Rupture des relations commerciales : deux actions, un seul objet

Posté le 16 septembre 2020

p>S'il est bien acquis que le principe est celui selon lequel l'effet interruptif de prescription attaché à une demande en justice ne s'étend pas à une seconde demande différente de la première par son objet, il en est tout autant que, par exception l'effet interruptif s'étend d'une action à une autre si ces dernières ont le même but (Soc. 15 juin 1961, Bull. civ. IV, n° 650). C'est sur ce fondement que la chambre commerciale s'est prononcée sur deux actions en dommages et intérêts suite à une rupture de relations commerciales fondées sur l'article 1147 ancien du code civil et sur l'article L. 442-6, I, 5°, ancien du code de commerce (devenu l'art. L. 442-1, II, c. com.).

 

La société Établissements Denis, suite à un différend sur un ouvrage avec la société Hamel, a mis un terme à ses relations commerciales avec cette dernière. Dans le cadre d'une première instance opposant les sociétés au client de l'ouvrage litigieux, la société Hamel avait formé une demande reconventionnelle d'indemnisation de son préjudice commercial, sur le fondement de l'article 1147 ancien du code civil. Cette dernière ayant été rejetée en appel, la société Hamel a alors assigné la société Établissement Denis devant le tribunal de commerce de Bordeaux en paiement de dommages-intérêts en réparation du préjudice causé par la rupture brutale d'une relation commerciale établie, en application de l'article L. 442-6, I, 5°, du code de commerce.

 

Pour la société Hamel cette action est parfaitement recevable au regard d'une éventuelle prescription car la demande reconventionnelle formée devant la précédente instance avait interrompu le délai de prescription. En effet, et comme évoqué précédemment, l'effet interruptif peut s'étendre d'une action en une autre si ces dernières ont le même but. Or la cour d'appel de Paris fait fi de cette analyse en considérant la seconde action comme prescrite. Elle estime, en effet, que l'action en réparation d'un préjudice commercial causé par des manquements contractuels et des actes de dénigrement introduite dans l'instance précédente ne pouvait tendre à la même fin et au même but que la réparation de la marge perdue en raison de l'absence de préavis alloué à la suite de la rupture des relations commerciales. Pour la cour d'appel, ces deux actions présentaient des objets distincts et relevaient donc du principe selon lequel l'effet interruptif de prescription attaché à une demande en justice ne s'étend pas à une seconde demande différente de la première par son objet.

 

Or, la chambre commerciale, saisie par un pourvoi de la société Hamel, ne reprend pas l'analyse de la cour d'appel de Paris. Elle considère, en effet, que l'objet de l'action en justice, définit comme le résultat concret que les parties recherchent en saisissant le juge, est identique dans les deux actions dans la mesure où il s'agit de « la réparation du préjudice résultant de la modification unilatérale des conditions commerciales, éventuellement constitutive d'une rupture, fût-elle seulement partielle, de la relation commerciale unissant les parties ».

  

La chambre commerciale casse donc partiellement l'arrêt de la cour d'appel de Paris en faisant application de l'exception jurisprudentielle bien connue de l'article 2241 du code civil.
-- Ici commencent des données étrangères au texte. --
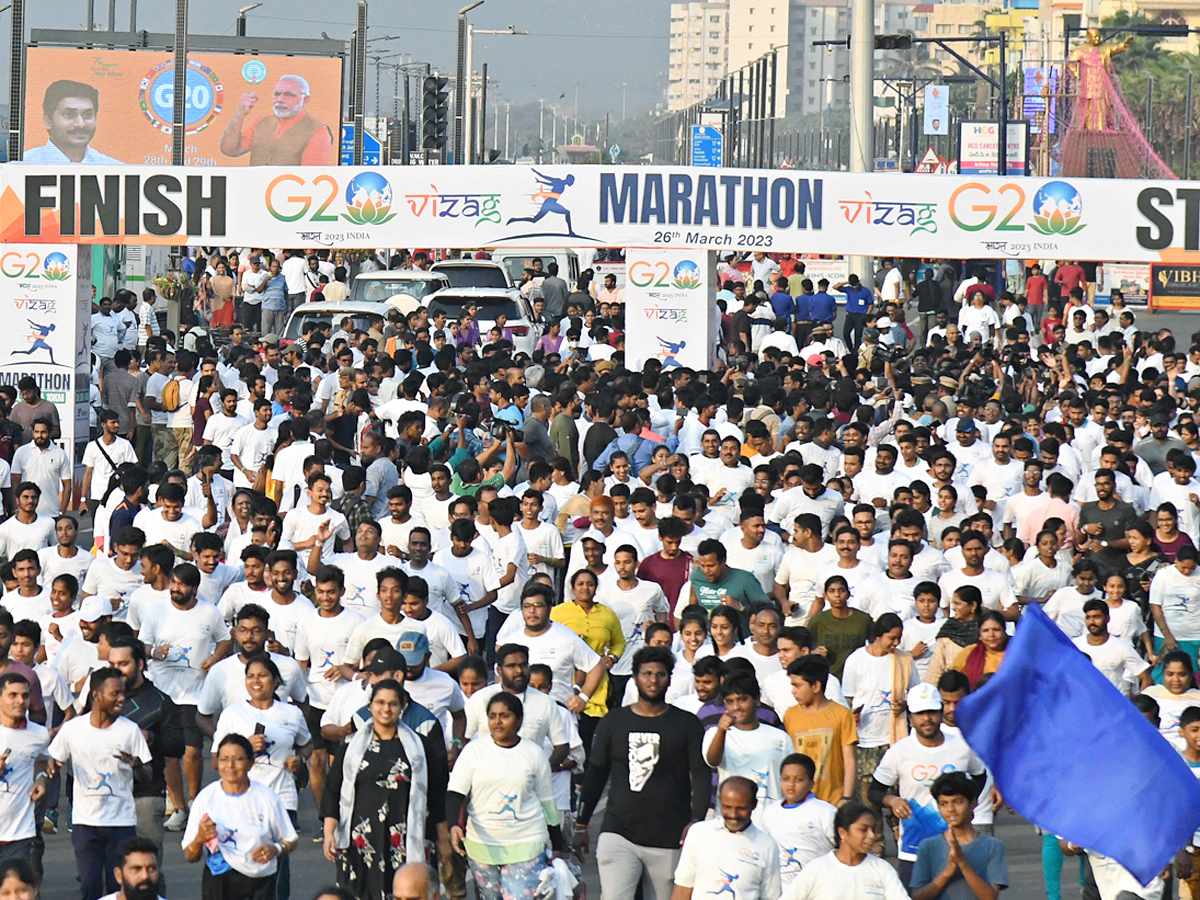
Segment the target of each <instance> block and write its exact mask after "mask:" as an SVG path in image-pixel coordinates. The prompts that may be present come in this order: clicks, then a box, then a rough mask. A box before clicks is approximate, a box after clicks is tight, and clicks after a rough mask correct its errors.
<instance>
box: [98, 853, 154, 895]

Il convient donc de considérer que les actions intentées au visa de l'ancien article 1147 du code civil et de l'ancien article L. 442-6, I, 5°, du code de commerce, quoiqu'ayant des causes distinctes, tendent à un seul et même but, à savoir, la réparation d'un préjudice commercial. Ainsi, la deuxième action est virtuellement comprise dans la première, et en conséquence, l'effet interruptif de prescription qui affecte la première action se reporte sur la seconde.